For vSAG 37-F6, five specific primer (Supplementary Table 8) sets covering different genomic regions were designed and successfully tested for the corresponding MDA product of that single viruses, which validate the results from genome assembly. Prediction of structural viral proteins was conducted with an artificial neural network algorithm⁵². The Metavirome from BMMO was assembled by IDBA-UD using option ‘-precreation’⁵³, while the BBMO metagenome with SPAdes 3.8.1 using metaspades options with parameters -k 33,55,77,99,127. Contigs were annotated as above. Microbial taxonomy profiling for the metagenome from BBMO was carried out with riboFrame⁵⁴. Whole-genome alignment was first performed with Mauve program⁵⁵ and polished with CLUSTAL W aligner and finally manually inspected.
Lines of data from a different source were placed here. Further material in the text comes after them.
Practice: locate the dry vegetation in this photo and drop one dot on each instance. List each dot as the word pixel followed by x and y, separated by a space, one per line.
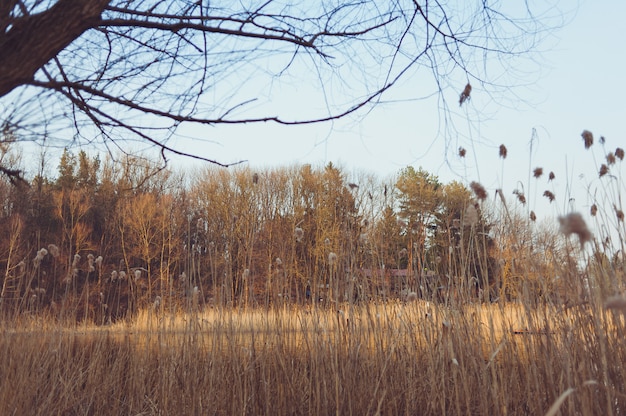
pixel 527 320
pixel 397 358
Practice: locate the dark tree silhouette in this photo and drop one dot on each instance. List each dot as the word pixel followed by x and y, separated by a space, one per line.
pixel 111 71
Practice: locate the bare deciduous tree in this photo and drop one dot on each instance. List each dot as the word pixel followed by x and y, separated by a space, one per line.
pixel 110 71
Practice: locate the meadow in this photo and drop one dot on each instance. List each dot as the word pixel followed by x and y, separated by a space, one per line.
pixel 298 292
pixel 375 359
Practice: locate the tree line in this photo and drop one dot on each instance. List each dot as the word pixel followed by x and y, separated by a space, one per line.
pixel 101 239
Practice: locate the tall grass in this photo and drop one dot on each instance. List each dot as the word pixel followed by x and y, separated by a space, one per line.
pixel 545 337
pixel 411 358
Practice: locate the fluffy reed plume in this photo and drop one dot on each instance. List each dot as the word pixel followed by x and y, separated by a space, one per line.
pixel 604 169
pixel 479 190
pixel 411 297
pixel 470 217
pixel 610 158
pixel 39 257
pixel 90 262
pixel 573 223
pixel 549 195
pixel 298 234
pixel 53 250
pixel 617 302
pixel 503 151
pixel 520 196
pixel 76 260
pixel 465 94
pixel 619 213
pixel 587 138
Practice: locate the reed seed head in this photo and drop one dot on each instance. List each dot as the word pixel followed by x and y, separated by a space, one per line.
pixel 298 234
pixel 587 138
pixel 573 223
pixel 610 158
pixel 332 258
pixel 604 169
pixel 549 195
pixel 503 151
pixel 479 190
pixel 53 250
pixel 470 217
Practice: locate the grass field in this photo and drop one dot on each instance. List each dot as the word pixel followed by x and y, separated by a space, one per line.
pixel 387 359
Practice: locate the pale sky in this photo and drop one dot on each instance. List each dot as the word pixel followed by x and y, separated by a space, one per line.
pixel 578 86
pixel 574 84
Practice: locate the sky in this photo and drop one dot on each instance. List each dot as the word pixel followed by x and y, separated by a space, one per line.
pixel 577 85
pixel 573 83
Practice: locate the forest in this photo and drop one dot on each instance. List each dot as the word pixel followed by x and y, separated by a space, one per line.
pixel 99 240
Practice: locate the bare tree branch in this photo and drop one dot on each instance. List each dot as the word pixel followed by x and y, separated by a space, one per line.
pixel 118 70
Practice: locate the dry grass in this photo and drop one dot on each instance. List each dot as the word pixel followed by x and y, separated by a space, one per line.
pixel 414 358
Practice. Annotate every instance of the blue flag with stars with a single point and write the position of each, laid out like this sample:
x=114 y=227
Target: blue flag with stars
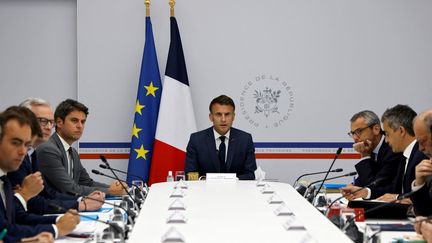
x=146 y=111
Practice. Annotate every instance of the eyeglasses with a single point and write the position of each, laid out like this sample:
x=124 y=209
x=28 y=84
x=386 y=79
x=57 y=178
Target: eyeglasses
x=44 y=121
x=358 y=131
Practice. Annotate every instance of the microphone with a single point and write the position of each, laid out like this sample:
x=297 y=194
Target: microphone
x=128 y=194
x=113 y=226
x=316 y=173
x=115 y=175
x=338 y=152
x=374 y=183
x=310 y=191
x=129 y=212
x=123 y=172
x=144 y=190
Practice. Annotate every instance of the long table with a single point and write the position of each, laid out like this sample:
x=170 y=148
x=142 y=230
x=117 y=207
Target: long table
x=232 y=212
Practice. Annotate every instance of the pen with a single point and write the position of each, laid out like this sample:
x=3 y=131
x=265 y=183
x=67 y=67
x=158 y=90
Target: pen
x=3 y=233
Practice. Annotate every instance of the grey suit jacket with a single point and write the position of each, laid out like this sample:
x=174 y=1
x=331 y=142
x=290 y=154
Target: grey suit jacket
x=53 y=164
x=201 y=154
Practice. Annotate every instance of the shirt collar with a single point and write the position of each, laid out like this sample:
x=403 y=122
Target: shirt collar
x=66 y=146
x=409 y=148
x=376 y=150
x=217 y=135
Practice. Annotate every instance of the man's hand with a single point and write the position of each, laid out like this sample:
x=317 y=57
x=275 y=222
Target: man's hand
x=423 y=170
x=347 y=192
x=67 y=222
x=116 y=188
x=92 y=202
x=31 y=186
x=426 y=230
x=364 y=148
x=44 y=237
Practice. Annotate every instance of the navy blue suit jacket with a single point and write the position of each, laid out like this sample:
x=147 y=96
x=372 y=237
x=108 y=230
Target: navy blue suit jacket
x=201 y=154
x=40 y=203
x=22 y=224
x=385 y=169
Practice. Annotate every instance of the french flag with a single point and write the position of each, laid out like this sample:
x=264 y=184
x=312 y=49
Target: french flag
x=176 y=120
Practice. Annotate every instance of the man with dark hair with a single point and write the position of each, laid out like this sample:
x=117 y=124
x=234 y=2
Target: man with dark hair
x=399 y=134
x=221 y=148
x=377 y=163
x=15 y=137
x=40 y=204
x=60 y=163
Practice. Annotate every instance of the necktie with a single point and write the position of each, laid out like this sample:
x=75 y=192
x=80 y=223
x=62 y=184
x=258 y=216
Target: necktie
x=7 y=188
x=221 y=154
x=70 y=165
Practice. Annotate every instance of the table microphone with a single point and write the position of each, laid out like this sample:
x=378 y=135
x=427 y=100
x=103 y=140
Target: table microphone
x=315 y=173
x=373 y=183
x=116 y=178
x=338 y=152
x=129 y=212
x=113 y=226
x=143 y=190
x=328 y=179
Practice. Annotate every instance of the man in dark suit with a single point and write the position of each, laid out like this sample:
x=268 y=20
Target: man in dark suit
x=40 y=204
x=422 y=199
x=399 y=134
x=377 y=163
x=221 y=148
x=60 y=163
x=15 y=137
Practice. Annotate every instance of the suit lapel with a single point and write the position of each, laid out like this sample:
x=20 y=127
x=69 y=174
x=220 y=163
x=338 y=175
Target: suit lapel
x=59 y=145
x=231 y=148
x=211 y=147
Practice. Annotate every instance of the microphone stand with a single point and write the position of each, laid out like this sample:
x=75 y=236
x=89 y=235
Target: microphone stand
x=328 y=171
x=112 y=225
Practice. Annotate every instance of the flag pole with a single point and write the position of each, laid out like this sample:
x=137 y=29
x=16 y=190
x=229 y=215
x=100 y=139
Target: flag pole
x=147 y=3
x=172 y=3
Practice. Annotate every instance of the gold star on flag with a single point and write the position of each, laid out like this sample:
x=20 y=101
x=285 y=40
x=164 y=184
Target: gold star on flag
x=141 y=152
x=135 y=131
x=139 y=107
x=151 y=89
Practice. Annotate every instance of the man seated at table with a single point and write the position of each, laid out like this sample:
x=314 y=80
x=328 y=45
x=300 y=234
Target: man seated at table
x=377 y=164
x=59 y=162
x=40 y=204
x=399 y=134
x=15 y=137
x=422 y=199
x=221 y=148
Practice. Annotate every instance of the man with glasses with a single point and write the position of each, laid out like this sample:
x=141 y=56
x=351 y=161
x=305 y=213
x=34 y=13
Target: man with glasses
x=399 y=134
x=377 y=163
x=221 y=148
x=422 y=199
x=30 y=165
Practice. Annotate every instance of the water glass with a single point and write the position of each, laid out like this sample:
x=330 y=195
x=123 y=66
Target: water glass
x=105 y=237
x=180 y=175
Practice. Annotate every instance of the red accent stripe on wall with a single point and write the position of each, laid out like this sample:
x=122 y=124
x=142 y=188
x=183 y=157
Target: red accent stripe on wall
x=258 y=156
x=108 y=156
x=304 y=156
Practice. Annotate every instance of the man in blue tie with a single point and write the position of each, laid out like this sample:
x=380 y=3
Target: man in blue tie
x=377 y=162
x=15 y=138
x=221 y=148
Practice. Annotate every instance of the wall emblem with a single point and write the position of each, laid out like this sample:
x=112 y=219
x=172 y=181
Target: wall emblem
x=266 y=101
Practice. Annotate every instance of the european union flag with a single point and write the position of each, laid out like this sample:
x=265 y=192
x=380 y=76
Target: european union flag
x=146 y=110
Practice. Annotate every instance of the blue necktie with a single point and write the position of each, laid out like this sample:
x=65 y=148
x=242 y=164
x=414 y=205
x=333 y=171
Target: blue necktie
x=7 y=188
x=221 y=154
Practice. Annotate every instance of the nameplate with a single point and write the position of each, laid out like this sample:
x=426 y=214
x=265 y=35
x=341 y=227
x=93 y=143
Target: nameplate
x=227 y=177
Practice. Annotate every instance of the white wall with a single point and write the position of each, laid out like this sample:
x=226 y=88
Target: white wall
x=337 y=56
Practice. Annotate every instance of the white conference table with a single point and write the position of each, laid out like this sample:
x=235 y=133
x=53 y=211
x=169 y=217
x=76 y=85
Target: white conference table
x=231 y=212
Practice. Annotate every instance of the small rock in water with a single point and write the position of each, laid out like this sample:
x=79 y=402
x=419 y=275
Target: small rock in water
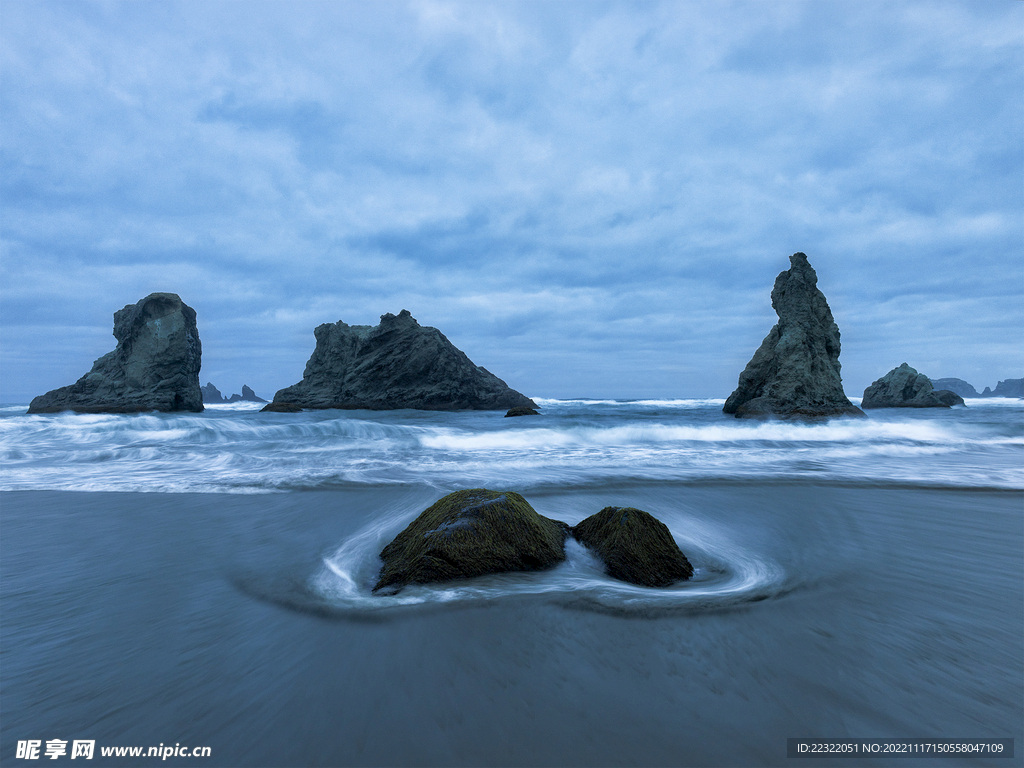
x=521 y=411
x=636 y=547
x=469 y=534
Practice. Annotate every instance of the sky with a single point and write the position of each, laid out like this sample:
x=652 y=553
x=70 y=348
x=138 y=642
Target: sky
x=589 y=199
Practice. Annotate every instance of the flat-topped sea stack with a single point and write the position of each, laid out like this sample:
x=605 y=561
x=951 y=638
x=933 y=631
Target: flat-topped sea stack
x=904 y=387
x=795 y=374
x=469 y=534
x=395 y=365
x=956 y=386
x=154 y=368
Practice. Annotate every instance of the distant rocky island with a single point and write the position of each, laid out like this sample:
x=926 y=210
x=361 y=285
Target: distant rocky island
x=795 y=374
x=155 y=366
x=1007 y=388
x=395 y=365
x=212 y=395
x=904 y=387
Alignment identity values for each nucleotide position was calculated in Geneious bioinformatics software⁴⁹. Calculation of average genome nucleotide identity (ANI) among viral genomes was calculated with the Gegenees software with the following parameters: fragment size=100 and step size=50 (refs 56, 57). Alignment of large subunit of terminase (TerL) and phylogeny was carried out as described^10,11. Protein alignment was done with CLUSTAL W implemented in Geneious bioinformatics package. Prediction of 3D structure of capsid proteins was carried out as described³¹ with the online server i.-Tasser. In silico digestion of predicted proteins from vSAGs was performed with the on-line bioinformatics tool PeptideMass in ExPASy resource portal (http://web.expasy.org/peptide_mass/). Parameters used for searching the predicted proteins of vSAGs was as previously described³¹: parent mass tolerance, 3.0; fragment ion tolerance, 0.5; up to four missed cleavages allowed, variable modification of carboxymethyl cysteine (+57.021 Da) and tryptic peptides only.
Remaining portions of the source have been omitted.